Tough guy mentality prevents some men from seeking help for depression
Research Activities, July 2012, No. 383
Although great strides have been made in the public's awareness of depression, there is a lingering stigma about the disease. Depressed men are particularly reluctant to seek help due to gender norms that depict men as tough and autonomous. Researchers recently explored how "toughness" in both men and women contributes to a delay in getting professional treatment for depression. They found men who perceived themselves as being tough preferred a wait-and-see approach to a diagnosis of depression. The gender norm of toughness also negatively affected how women seek out treatment, although to a lesser degree.

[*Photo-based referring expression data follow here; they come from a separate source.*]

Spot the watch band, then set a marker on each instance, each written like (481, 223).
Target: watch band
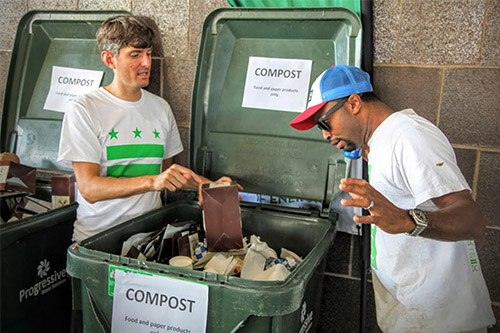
(421, 221)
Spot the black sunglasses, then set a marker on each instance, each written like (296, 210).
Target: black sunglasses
(322, 123)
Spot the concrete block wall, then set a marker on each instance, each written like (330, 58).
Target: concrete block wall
(440, 57)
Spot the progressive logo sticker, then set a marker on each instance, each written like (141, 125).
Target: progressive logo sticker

A total of 1,051 men and women were contacted via telephone following their participation in the California Behavioral Risk Factor Surveillance System Survey. In the follow-up call, participants were asked about their level of toughness, any current symptoms of depression, and the types of treatment they would prefer if diagnosed with depression. Overall, 11 percent of respondents said they would prefer to wait and see what happens without seeking treatment if they received a depression diagnosis. Compared to women, men scored higher on toughness and were more likely to wait and see if symptoms resolved on their own. However, this toughness trait was associated with a greater preference to wait it out for both men and women.
The researchers suggest that public education campaigns portray seeking help as an act of toughness and as an aggressive act of taking control of one's life. Such reframing of messages may help both depressed men and women get the help they need. The study was supported in part by the Agency for Healthcare Research and Quality (T32 HS00044).
See "Role of the gender-linked norm of toughness in the decision to engage in treatment for depression," by Ryan E. O'Loughlin, Ph.D., Paul R. Duberstein, Ph.D., Peter J. Veazie, Ph.D., and others in Psychiatric Services 62(7), pp. 740-746, 2011.